Harry: Likely, and that's exactly my thesis too (that's why I recommended you to "buy it all"). However, I want to confirm that thesis by looking at the most positive BD out there -- I'll try to search and see what I can find.
I do NOT believe that FDA (or any of its staff) is in the business of manipulating stock market. You may call me naive -- but I am willing to bet on it (however, it would be impossible to prove one way or the other).
Yes. Just to make one correction: Technically (I posted the FDASIA law link), the FDASIA doesn't advocate lowering the standard for efficacy evidence (unfortunately, you and I, may say).
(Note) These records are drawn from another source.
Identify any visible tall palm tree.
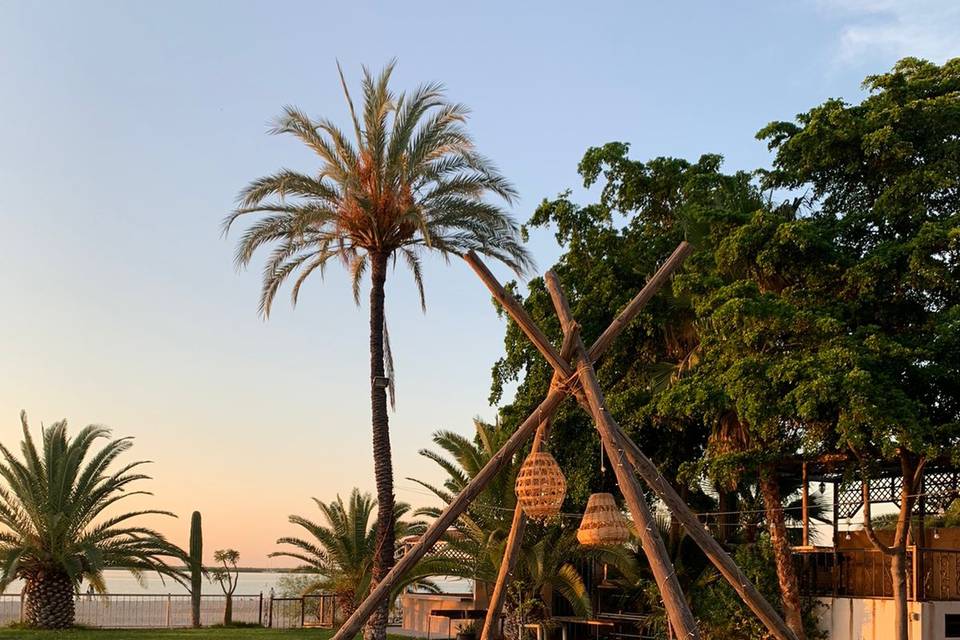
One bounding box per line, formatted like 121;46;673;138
224;63;532;640
0;412;186;628
270;489;436;615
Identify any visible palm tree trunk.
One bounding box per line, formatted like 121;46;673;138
363;253;394;640
760;468;806;640
23;571;75;629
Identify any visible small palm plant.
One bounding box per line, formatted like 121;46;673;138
270;489;436;615
410;420;637;638
0;412;186;629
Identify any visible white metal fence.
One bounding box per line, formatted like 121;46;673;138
0;593;269;629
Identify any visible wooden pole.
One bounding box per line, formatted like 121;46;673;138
546;272;700;639
624;430;797;640
333;388;565;640
463;251;573;377
332;242;693;640
480;326;580;640
800;461;810;547
545;272;796;640
580;352;700;638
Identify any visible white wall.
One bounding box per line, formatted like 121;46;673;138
818;598;960;640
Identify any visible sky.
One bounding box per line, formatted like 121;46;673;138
0;0;960;566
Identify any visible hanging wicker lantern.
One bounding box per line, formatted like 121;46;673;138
577;493;630;547
516;451;567;520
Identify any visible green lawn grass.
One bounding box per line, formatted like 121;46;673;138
0;628;420;640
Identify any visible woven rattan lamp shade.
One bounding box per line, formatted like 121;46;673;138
516;451;567;520
577;493;630;547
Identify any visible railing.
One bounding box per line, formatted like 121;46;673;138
263;593;344;629
793;548;917;600
794;547;960;601
0;593;266;629
917;548;960;600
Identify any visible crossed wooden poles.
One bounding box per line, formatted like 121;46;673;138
333;242;796;640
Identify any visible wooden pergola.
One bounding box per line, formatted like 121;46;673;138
333;242;796;640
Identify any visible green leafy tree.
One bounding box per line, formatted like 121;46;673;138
758;58;960;640
224;63;531;640
0;412;186;629
270;489;436;615
210;549;240;627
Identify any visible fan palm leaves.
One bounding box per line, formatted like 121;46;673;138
223;62;532;640
270;489;436;613
0;412;185;627
411;420;636;616
224;63;532;316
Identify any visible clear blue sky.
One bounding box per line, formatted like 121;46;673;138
0;0;960;564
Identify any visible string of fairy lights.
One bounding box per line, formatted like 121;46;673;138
397;485;933;527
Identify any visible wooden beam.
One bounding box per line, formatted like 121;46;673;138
545;272;796;640
589;242;693;362
624;434;797;640
332;242;692;640
333;388;565;640
546;271;700;639
480;325;580;640
800;461;810;547
463;251;573;377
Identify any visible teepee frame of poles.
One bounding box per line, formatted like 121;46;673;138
333;242;796;640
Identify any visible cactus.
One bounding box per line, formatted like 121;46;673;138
190;511;203;627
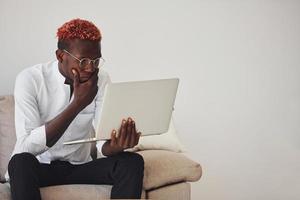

I understand the purpose of BDs, However, I want to carefully read the most positive BD out there (hence, asked for pointers) -- and based on that try to make a judgement on the real intention of FDA behind SRPT's BD.
**J-H-C, you're thick.**
Just so you know -- you are more dumb than you may think. I don't have the inclination to debate/argue with a dumb arrogant ^&*( like you. All you know is IHA vs WB --- and you never lose an opportunity to boast of that knowledge! Trust me, you don't know much else. As I said -- I have no inclination to prove how dumb you are (you expose it quite easily yourself). Over and out.